An artist’s impression of the proposed mixed-use development at Waterfront Place, Port Melbourne.
Sheikh Mubarak al-Sabah’s firm took the minister to the Supreme Court to challenge his ability to take over planning authority for the site, but lost the case.
Waterfront Place is controlled by Sheikh Mubarak, and the project his company wants to build on the Port Melbourne site is directed by Melbourne businessman Andrew Nehme.
Mr Nehme appeared before the Independent Broad-based Anti-corruption Commission last year to defend a $230,000 “loan” given to former Casey mayor Sam Aziz. The payment was made just three weeks after Casey Council sold the Casey Lifestyle Centre, a big-box shopping centre in Narre Warren, to Action Realty Australia, owned by Sheikh Mubarak.
Lawyer’s for IBAC at the time described this loan as a “sham” and said it was in fact “bribe money”. Mr Nehme rejected this allegation.
Sheikh Mubarak al-Sabah in 2016Credit:Tertius Pickard
The Port Melbourne project’s various iterations have been opposed by the Victorian Ports Corporation, Port Phillip Council, TT Lines (the operators of the Spirit of Tasmania) and local Labor MP Martin Foley.

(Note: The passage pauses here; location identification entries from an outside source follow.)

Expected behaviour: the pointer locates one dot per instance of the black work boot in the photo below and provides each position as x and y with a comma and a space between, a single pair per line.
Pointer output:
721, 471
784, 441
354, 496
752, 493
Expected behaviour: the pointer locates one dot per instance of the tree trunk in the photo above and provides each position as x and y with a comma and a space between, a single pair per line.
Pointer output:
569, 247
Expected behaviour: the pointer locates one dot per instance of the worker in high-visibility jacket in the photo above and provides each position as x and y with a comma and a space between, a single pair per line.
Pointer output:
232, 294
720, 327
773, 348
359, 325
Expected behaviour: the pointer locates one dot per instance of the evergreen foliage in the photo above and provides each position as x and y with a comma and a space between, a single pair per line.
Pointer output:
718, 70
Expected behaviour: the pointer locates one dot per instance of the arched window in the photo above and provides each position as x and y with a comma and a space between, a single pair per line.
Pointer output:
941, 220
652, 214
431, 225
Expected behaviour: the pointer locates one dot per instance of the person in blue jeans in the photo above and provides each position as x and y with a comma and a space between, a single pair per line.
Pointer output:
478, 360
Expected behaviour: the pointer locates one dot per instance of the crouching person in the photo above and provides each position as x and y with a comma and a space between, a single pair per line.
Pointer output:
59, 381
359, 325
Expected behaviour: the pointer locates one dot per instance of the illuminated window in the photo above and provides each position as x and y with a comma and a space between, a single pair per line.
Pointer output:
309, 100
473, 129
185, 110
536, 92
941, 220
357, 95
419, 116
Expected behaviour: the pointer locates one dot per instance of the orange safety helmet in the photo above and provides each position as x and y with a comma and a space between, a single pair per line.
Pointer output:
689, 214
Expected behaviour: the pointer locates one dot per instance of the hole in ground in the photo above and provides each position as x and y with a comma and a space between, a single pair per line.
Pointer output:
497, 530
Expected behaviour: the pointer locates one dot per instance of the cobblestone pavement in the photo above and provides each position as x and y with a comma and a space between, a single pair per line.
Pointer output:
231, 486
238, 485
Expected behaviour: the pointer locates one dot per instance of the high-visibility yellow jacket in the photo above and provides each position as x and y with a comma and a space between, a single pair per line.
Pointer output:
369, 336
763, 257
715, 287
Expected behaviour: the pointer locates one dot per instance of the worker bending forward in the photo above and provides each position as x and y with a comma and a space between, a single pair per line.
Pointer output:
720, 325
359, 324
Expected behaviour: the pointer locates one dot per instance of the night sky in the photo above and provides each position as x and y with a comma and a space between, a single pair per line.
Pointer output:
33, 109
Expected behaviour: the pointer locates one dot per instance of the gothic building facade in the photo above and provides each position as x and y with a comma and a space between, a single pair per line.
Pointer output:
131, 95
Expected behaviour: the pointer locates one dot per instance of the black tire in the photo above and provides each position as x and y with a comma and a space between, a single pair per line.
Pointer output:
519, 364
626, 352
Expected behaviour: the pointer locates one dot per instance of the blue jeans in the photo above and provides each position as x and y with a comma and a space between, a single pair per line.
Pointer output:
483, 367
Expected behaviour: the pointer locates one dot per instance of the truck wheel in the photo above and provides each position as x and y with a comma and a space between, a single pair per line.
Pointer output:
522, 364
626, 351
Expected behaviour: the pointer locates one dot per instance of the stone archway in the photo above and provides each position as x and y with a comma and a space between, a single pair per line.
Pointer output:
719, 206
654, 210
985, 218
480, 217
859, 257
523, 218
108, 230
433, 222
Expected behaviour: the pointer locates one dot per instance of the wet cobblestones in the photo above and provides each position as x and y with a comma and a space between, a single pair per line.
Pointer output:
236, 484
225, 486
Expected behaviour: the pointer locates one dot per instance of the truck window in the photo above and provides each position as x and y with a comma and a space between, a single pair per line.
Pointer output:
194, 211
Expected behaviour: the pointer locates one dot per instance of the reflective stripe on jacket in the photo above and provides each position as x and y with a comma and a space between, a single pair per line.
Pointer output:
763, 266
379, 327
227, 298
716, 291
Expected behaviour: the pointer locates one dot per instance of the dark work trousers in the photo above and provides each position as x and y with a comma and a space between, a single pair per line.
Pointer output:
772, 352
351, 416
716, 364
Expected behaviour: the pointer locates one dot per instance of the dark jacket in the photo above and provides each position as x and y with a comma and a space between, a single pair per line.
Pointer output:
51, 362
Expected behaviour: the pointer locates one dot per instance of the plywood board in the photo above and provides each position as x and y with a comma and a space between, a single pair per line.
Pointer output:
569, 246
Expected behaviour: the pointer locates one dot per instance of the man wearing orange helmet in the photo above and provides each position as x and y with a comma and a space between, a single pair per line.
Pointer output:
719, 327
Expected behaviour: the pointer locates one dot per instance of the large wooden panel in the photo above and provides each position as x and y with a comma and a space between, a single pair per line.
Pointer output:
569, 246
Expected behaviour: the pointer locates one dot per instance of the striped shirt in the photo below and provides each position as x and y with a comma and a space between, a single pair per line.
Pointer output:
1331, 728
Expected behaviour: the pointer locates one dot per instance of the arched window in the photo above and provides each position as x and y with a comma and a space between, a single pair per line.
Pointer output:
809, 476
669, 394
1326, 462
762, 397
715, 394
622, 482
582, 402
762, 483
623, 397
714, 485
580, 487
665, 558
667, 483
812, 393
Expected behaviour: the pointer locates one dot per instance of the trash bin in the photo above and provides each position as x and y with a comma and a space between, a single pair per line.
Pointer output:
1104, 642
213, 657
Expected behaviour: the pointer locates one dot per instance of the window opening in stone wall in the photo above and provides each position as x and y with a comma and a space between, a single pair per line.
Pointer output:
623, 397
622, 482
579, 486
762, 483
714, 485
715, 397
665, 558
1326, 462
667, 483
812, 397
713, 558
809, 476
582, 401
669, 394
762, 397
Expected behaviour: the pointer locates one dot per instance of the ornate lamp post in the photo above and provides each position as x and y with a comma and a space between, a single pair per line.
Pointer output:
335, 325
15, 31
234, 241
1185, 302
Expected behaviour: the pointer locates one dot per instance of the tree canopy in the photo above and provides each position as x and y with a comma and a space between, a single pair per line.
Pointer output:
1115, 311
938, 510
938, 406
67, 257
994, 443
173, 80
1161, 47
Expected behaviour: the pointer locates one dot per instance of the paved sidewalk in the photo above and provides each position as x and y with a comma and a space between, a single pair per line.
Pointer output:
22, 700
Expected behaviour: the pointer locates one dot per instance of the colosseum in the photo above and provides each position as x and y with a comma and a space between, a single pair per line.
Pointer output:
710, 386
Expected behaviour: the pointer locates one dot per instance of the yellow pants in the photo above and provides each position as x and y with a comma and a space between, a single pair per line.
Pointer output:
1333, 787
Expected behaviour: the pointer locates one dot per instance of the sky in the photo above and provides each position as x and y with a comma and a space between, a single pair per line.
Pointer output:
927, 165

But with Spirit of Tasmania due to move its port from Station Pier to Corio Quay, north of Geelong, next year the site’s owners hope long-running opposition to their plans will fade.
“We feel we have met all the council’s and residents’ issues,” Mr Nehme said of the apartment plan. “With the Spirit of Tasmania moving to Geelong, that whole area changes dramatically. Obviously, less traffic at Station Pier. At some point, I’m sure the cruise ships will come back, but the area really does need a good rejuvenation.”
Port Phillip Council first refused to allow a multistorey development on the site in 2013, when the company sought approval to build three residential towers of five, 10 and 19 floors.
It also refused a later proposal for a 10-level apartment block housing 175 apartments, with council officers concluding the proposed development failed to meet mandatory setback requirements. That project would also have overshadowed the foreshore and communal pedestrian spaces.
The latest proposal is for a mixed-use development comprising 122 apartments and townhouses, retail premises including a provedore, cafe and gym, and community facilities including an art gallery.